Material and methods

Study methods

A qualitative focus group study including focus group discussion (FGD) was executed in participants with a vaginal and abdominal cerclage. For definitions of used concepts, see Appendix 1.

Prior to the FGD individual interviews were conducted by telephone to obtain a complete medical overview of baseline characteristics such as age and obstetric and gynecological history. Participants were asked to share their expectations regarding the FGD. An additional questionnaire (see Appendix 2) was executed to elucidate how participants experienced their pregnancy with cerclage including possible physical complaints, the received medical information and care. Results of these questionnaires were processed to a preset list (see Appendix 3) of complaints that could be experienced by participants after placement of a cerclage. A preset list of suggested improvements in healthcare in relation to patients with an extreme preterm birth and received cerclage was also processed. This preset list was used during the FGD for participants as an outline for potential topics to be discussed.

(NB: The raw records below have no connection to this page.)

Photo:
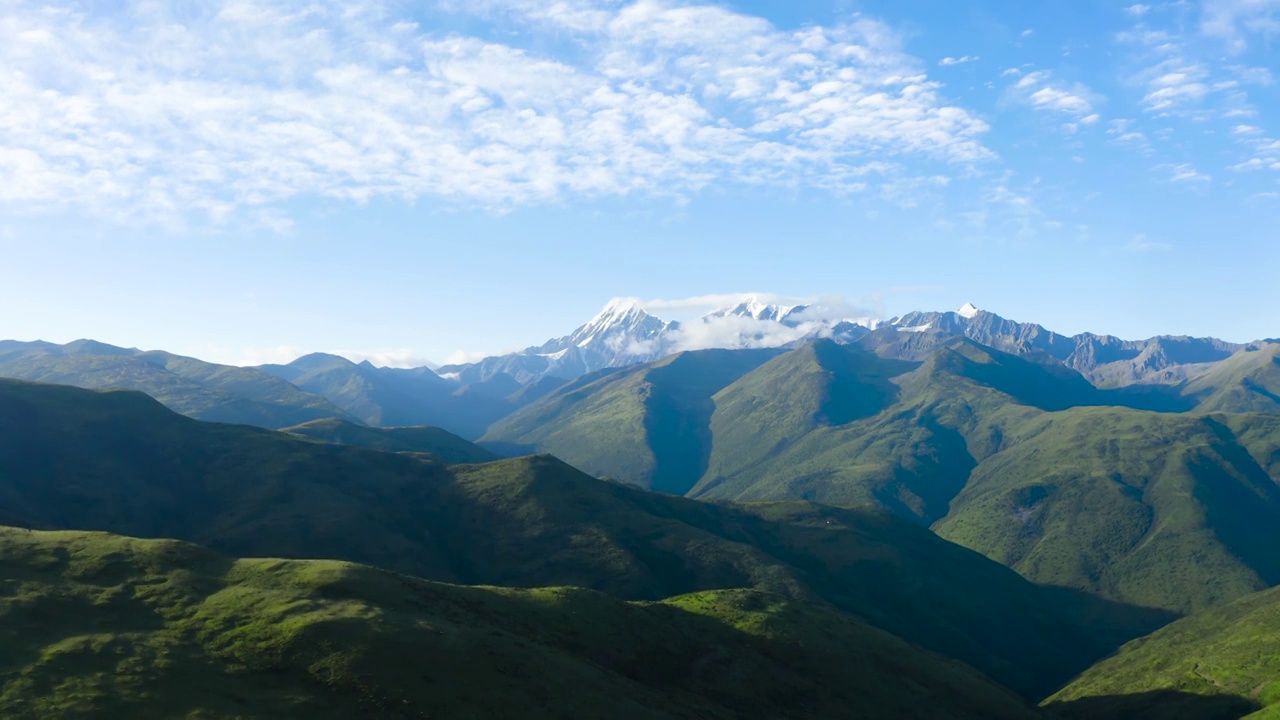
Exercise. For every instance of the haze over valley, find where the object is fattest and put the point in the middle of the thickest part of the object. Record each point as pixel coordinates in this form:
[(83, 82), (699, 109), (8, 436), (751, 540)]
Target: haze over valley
[(382, 360)]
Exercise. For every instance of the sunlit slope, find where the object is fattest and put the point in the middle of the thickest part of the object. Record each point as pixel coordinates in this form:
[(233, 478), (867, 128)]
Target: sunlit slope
[(118, 461), (1025, 463), (1159, 510), (437, 442), (648, 425), (1225, 657), (196, 388), (1247, 382), (99, 625)]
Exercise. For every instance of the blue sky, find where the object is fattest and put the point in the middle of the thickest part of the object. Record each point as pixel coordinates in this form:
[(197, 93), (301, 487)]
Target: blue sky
[(414, 181)]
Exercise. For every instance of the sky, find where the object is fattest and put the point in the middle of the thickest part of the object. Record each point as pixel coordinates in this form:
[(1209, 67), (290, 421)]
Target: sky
[(437, 180)]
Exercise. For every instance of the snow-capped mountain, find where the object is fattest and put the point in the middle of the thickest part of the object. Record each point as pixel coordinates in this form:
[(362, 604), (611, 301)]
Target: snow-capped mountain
[(758, 310), (624, 333), (1105, 360), (621, 332)]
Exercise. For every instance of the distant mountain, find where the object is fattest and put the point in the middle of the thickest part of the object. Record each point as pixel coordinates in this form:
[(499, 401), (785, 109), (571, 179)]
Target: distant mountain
[(1105, 360), (127, 628), (648, 424), (196, 388), (1138, 496), (625, 335), (120, 463)]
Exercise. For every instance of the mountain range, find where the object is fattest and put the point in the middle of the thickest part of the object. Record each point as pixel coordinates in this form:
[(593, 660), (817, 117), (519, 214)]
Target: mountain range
[(120, 463), (832, 510), (469, 399)]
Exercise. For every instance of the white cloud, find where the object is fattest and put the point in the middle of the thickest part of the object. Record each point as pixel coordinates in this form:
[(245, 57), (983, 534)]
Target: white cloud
[(1235, 21), (1142, 244), (744, 332), (234, 108), (1040, 91), (467, 356), (1174, 85), (1184, 172)]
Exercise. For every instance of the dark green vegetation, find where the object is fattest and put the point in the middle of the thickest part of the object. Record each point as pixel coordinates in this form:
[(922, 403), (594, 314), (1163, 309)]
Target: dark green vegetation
[(1137, 493), (435, 442), (120, 463), (219, 393), (275, 396), (398, 397), (97, 625), (1229, 655), (649, 424)]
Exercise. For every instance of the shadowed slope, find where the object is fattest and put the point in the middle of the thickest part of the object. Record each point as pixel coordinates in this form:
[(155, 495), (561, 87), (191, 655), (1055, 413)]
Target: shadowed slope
[(120, 463), (219, 393), (439, 443), (105, 627), (648, 425), (1230, 654)]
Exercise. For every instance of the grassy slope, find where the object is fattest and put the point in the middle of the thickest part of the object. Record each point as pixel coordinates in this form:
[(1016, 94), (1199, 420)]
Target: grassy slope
[(437, 442), (648, 425), (393, 397), (1164, 510), (118, 461), (1157, 510), (1247, 382), (105, 627), (200, 390), (1229, 652)]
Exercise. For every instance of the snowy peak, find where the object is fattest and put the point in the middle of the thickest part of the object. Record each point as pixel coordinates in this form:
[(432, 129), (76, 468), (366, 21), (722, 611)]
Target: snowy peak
[(622, 331), (754, 308)]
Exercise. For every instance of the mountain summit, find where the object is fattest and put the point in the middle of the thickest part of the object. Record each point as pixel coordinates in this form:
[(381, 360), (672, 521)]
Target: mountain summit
[(624, 333)]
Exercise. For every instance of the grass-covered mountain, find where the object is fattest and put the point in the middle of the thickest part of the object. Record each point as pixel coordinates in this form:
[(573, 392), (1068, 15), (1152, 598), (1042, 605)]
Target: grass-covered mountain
[(439, 443), (649, 424), (401, 397), (99, 625), (196, 388), (1106, 360), (1224, 657), (1129, 492), (120, 463)]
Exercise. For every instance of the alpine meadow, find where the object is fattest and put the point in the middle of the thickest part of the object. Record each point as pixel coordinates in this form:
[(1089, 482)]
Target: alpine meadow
[(639, 360)]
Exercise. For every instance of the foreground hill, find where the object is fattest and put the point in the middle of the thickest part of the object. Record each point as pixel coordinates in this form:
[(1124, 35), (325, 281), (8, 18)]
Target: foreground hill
[(99, 625), (437, 442), (118, 461), (200, 390), (1224, 659)]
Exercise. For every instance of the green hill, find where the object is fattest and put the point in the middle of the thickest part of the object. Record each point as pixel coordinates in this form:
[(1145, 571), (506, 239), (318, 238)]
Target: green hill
[(118, 461), (1159, 510), (398, 397), (437, 442), (648, 425), (200, 390), (1028, 464), (1225, 657), (1247, 382), (99, 625)]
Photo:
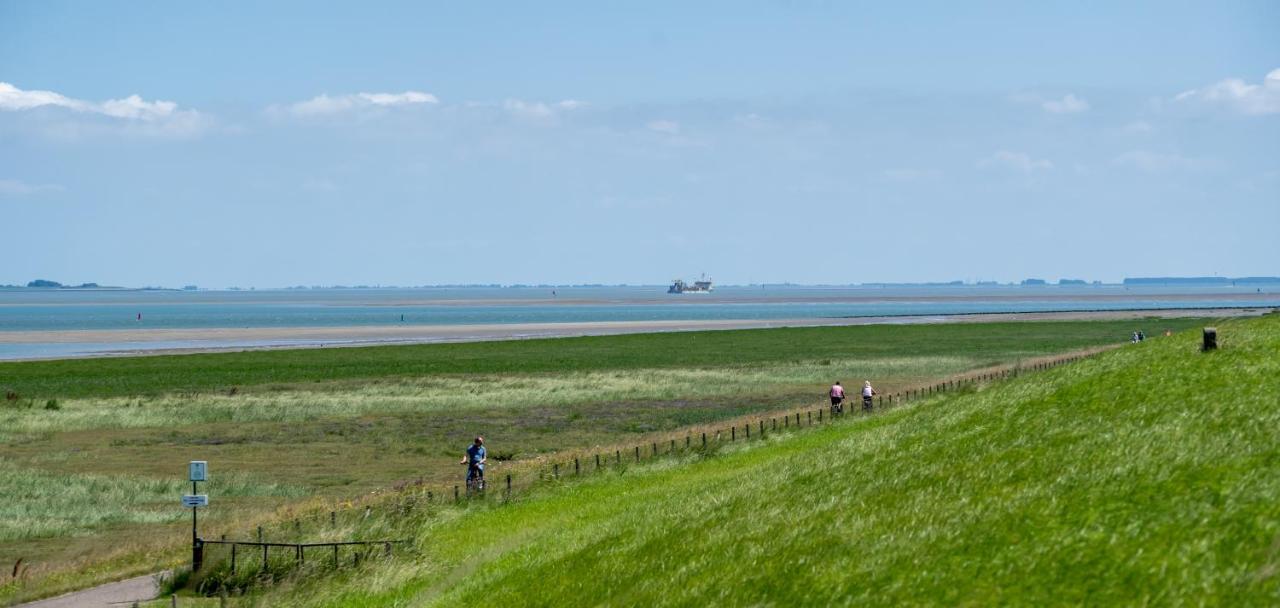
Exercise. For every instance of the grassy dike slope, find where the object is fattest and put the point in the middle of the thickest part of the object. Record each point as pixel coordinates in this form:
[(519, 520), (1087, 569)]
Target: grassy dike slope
[(1147, 475)]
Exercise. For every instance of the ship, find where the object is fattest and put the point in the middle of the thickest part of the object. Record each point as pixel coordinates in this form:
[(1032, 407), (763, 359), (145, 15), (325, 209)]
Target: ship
[(679, 286)]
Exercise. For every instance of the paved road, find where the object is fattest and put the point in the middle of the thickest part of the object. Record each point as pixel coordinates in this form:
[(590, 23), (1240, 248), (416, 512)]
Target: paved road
[(113, 594)]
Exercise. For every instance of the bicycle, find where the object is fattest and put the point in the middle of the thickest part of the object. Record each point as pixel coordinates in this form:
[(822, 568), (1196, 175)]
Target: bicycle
[(475, 478)]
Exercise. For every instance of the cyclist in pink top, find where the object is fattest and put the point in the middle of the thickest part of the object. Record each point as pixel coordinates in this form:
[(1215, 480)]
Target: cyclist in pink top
[(837, 397)]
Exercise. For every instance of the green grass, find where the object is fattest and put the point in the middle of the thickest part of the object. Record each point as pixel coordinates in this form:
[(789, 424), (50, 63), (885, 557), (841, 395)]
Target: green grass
[(1147, 475), (40, 504), (342, 423), (128, 376)]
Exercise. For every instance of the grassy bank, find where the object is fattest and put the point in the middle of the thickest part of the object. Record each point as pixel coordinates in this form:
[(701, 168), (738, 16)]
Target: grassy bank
[(368, 426), (1147, 475)]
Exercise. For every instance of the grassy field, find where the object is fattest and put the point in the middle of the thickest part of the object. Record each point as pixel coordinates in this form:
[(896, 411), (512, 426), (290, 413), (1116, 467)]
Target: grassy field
[(133, 376), (341, 423), (1147, 475)]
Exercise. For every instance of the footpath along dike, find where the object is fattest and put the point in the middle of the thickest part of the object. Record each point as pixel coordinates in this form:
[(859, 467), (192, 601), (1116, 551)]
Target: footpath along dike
[(265, 561)]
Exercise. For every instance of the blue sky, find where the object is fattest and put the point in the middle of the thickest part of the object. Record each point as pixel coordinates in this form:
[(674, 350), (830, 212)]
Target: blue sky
[(278, 144)]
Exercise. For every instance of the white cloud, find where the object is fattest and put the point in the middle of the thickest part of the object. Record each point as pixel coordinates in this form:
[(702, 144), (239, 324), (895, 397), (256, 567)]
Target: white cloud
[(1020, 161), (1157, 161), (324, 104), (14, 187), (1138, 127), (538, 109), (1069, 104), (1238, 95), (906, 174), (664, 127), (132, 108)]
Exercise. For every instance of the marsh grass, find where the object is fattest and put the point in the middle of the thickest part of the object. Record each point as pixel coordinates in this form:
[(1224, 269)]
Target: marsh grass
[(41, 504), (1147, 475), (342, 424), (456, 393)]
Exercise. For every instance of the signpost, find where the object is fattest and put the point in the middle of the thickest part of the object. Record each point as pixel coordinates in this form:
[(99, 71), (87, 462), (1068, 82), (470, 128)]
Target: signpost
[(196, 472)]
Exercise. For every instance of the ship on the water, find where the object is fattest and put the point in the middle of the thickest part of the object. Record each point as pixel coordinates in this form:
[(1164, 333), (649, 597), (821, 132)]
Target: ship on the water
[(679, 286)]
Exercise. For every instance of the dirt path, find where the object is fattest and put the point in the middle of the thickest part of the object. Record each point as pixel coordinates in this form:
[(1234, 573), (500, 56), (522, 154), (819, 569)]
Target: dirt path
[(113, 594)]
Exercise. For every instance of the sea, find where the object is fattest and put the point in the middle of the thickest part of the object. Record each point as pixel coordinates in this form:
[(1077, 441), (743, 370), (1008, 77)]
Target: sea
[(33, 314)]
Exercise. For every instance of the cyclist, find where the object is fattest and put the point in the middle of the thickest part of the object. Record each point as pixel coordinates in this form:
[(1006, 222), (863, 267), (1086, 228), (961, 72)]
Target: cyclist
[(837, 396), (475, 458)]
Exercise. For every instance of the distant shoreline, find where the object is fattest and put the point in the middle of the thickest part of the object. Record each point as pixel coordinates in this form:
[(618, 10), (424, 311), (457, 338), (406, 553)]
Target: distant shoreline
[(232, 339)]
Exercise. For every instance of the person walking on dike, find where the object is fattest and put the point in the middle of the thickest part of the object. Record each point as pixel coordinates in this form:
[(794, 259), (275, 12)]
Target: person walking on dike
[(475, 458), (837, 397)]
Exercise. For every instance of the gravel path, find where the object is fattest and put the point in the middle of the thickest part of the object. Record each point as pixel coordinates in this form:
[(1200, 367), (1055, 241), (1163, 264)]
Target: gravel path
[(113, 594)]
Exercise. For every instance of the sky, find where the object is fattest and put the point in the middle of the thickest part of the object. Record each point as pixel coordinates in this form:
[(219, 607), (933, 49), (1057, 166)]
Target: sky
[(286, 142)]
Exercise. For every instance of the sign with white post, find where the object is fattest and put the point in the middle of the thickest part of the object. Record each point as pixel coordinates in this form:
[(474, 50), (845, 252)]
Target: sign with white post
[(197, 471), (192, 501)]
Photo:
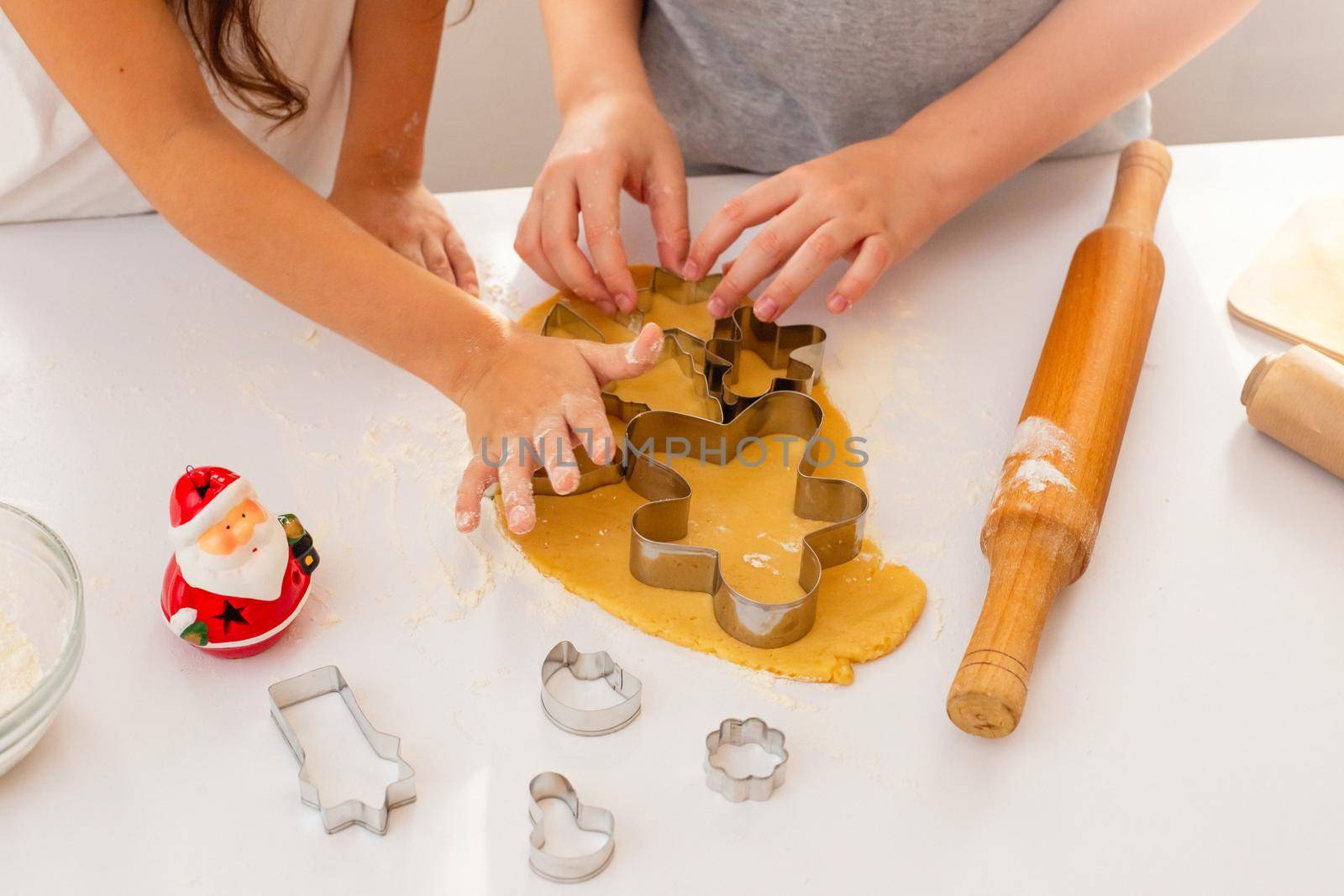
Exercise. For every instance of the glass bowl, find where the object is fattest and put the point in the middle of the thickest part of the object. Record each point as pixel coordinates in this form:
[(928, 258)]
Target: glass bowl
[(42, 594)]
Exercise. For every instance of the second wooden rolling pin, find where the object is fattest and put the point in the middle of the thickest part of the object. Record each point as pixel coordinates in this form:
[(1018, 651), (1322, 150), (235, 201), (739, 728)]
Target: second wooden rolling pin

Inclusion and data collection

This focus group study was performed at the department of Obstetrics and Gynaecology of the Amsterdam University Medical Center (Amsterdam UMC). Medical ethical clearance was obtained from the Medical Ethical Exam Committee of the Amsterdam University Medical Center, location Vrije Universiteit Amsterdam (020.460). Participants were recruited from our local database on LAC [16] or from medical records in the Amsterdam UMC. Participants were also recruited through the website of a Dutch patient organization for (extreme) preterm birth (www.extremevroeggeboorte.nl). After expressing their interest, participants were informed about the aim and procedure of the study by telephone and e-mail. All participants signed informed consent on paper and gave permission for audio recordings of the FGD. Anonymity and confidentiality were ensured. Eligible participants had full comprehension of Dutch language and access to internet. The latter was a requirement since physical meetings were not possible due to the COVID-19 pandemic. Eligible participants were ≥ 18 years old with a previous vaginal and/or abdominal cerclage and delivery at ≥ 34 weeks of gestational age with neonatal survival. We excluded participants who did not conceive after placement of an abdominal cerclage or participants who delivered at less than < 34 weeks of gestational age, because we considered it ethically insensitive to interview participants with good and poor obstetric outcomes in the same FGD. Besides, participants with positive obstetric outcomes may feel uncomfortable or inappropriate to share their experiences with respect to participants with adverse obstetric outcomes and vice versa. The FGDs were held in two separate groups; the vaginal and abdominal group since the indication, procedure and expected cerclage-related symptoms could be different.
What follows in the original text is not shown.